Altadena Public Library: Jewel of the Foothills

by Pasadena Adjacent

Several years ago I visited the Altadena Public Library for the first time. Although mesmerized by this fine mecca of mid century modernism, there is one detail that escapes it’s most adamant admirers. The woodwork. I’m not talking stacks and chairs but those gems of bio-morphic abstraction; the tiles that grace it’s other circulation desk. Based on two patterns, they’re not stamped nor cast, but hand carved mahogany. And each tile shows slight variations in the carving.                                                                Head over heels smitten, and coming off a series of tiles based on bio-morphic pod forms, I decided to do a riff off the library tile patterns. Note the jazz term “riff” its a nod to African woodcarving. Something I also sense in these patterns. My tiles are ceramic; 8.5 x 8.5 Black Mountain stoneware, copper oxide and a limited color pallate. Enlarge and admire                                                                                                                                                                                        Last weekend, with the assistance of Altadena’s finest (librarians), we were able to track down the original paperwork to the artisans who made this library what it is. Enlarge – some of them are still in business, and if not, they hold court in the pantheon of classic modernist design. But another surprise awaited me.
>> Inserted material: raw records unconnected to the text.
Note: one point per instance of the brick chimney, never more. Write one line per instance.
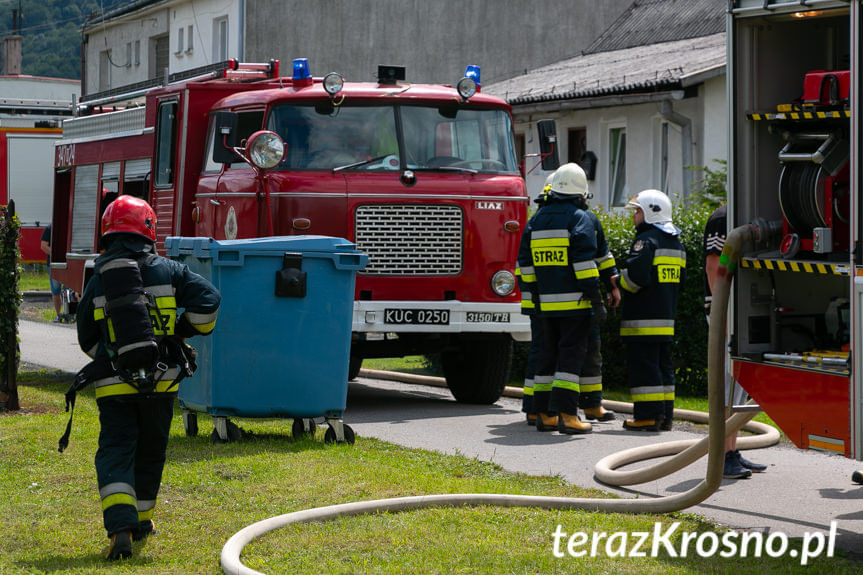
(10, 59)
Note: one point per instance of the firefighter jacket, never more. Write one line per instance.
(556, 259)
(170, 286)
(654, 274)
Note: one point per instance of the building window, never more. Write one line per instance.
(220, 39)
(617, 165)
(576, 145)
(104, 70)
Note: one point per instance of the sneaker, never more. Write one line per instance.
(751, 466)
(642, 424)
(598, 413)
(121, 546)
(145, 529)
(733, 469)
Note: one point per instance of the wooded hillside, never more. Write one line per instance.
(52, 33)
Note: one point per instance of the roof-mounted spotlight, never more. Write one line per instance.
(470, 84)
(302, 73)
(333, 83)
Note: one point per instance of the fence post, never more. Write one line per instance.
(10, 302)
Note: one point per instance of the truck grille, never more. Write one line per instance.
(410, 239)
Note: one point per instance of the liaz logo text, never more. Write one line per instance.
(486, 205)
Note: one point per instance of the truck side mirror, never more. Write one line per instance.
(548, 144)
(225, 137)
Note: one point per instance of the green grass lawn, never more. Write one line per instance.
(51, 519)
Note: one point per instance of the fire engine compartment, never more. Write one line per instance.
(789, 171)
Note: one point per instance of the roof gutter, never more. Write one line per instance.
(596, 102)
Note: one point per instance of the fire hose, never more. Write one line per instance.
(714, 444)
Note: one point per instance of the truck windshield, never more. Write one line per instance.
(323, 137)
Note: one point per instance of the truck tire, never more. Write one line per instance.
(479, 370)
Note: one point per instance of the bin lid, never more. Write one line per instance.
(201, 247)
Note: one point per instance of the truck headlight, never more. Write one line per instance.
(265, 149)
(503, 283)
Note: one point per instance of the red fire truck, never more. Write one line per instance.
(423, 178)
(795, 166)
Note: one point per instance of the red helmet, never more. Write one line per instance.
(130, 215)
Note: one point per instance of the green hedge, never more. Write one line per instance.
(690, 345)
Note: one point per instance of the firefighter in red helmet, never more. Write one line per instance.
(133, 318)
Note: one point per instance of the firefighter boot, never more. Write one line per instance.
(570, 424)
(145, 529)
(546, 422)
(642, 424)
(733, 469)
(598, 413)
(121, 546)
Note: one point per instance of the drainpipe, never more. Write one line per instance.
(685, 124)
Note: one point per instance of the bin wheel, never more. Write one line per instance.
(330, 435)
(302, 428)
(233, 433)
(190, 424)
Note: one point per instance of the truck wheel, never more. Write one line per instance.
(354, 367)
(479, 370)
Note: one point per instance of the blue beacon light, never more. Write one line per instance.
(472, 72)
(301, 69)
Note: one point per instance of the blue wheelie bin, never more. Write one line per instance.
(281, 346)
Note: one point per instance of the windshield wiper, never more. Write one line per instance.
(360, 163)
(452, 169)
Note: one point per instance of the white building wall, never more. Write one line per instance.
(643, 147)
(130, 39)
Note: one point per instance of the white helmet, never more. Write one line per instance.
(656, 208)
(569, 180)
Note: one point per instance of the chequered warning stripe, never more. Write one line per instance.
(790, 266)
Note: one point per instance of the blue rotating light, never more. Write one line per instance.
(301, 69)
(472, 72)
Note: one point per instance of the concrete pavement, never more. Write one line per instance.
(802, 491)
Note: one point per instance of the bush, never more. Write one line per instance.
(690, 340)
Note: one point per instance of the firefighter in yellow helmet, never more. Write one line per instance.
(654, 274)
(557, 254)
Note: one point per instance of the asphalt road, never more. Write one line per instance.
(801, 491)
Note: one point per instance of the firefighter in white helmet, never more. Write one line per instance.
(528, 308)
(558, 252)
(655, 269)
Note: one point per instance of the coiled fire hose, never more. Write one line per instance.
(230, 557)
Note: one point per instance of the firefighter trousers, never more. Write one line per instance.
(530, 366)
(590, 384)
(133, 441)
(561, 357)
(651, 379)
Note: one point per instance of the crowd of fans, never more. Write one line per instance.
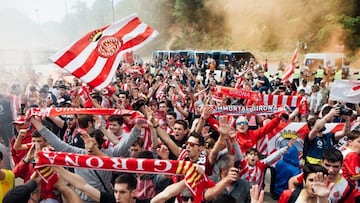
(175, 96)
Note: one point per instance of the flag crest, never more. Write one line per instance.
(95, 57)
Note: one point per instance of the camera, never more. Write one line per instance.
(138, 104)
(344, 111)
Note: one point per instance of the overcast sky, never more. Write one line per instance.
(42, 10)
The discovery of  more carved tiles in the children’s section.

Again – “smitten”

In conclusion, a nod to the other artist whose work occupies the grounds of the Altadena Public library. The 7’x14′ water sculpture at the main doorway “Tree of Life” (no longer in operation) and the “Owl Tree” on the south entrance, is by Altadena artist David Green. The “Owl” in the children’s section and “Lady” in the fern garden is by Armenian sculptor Nishan Toor.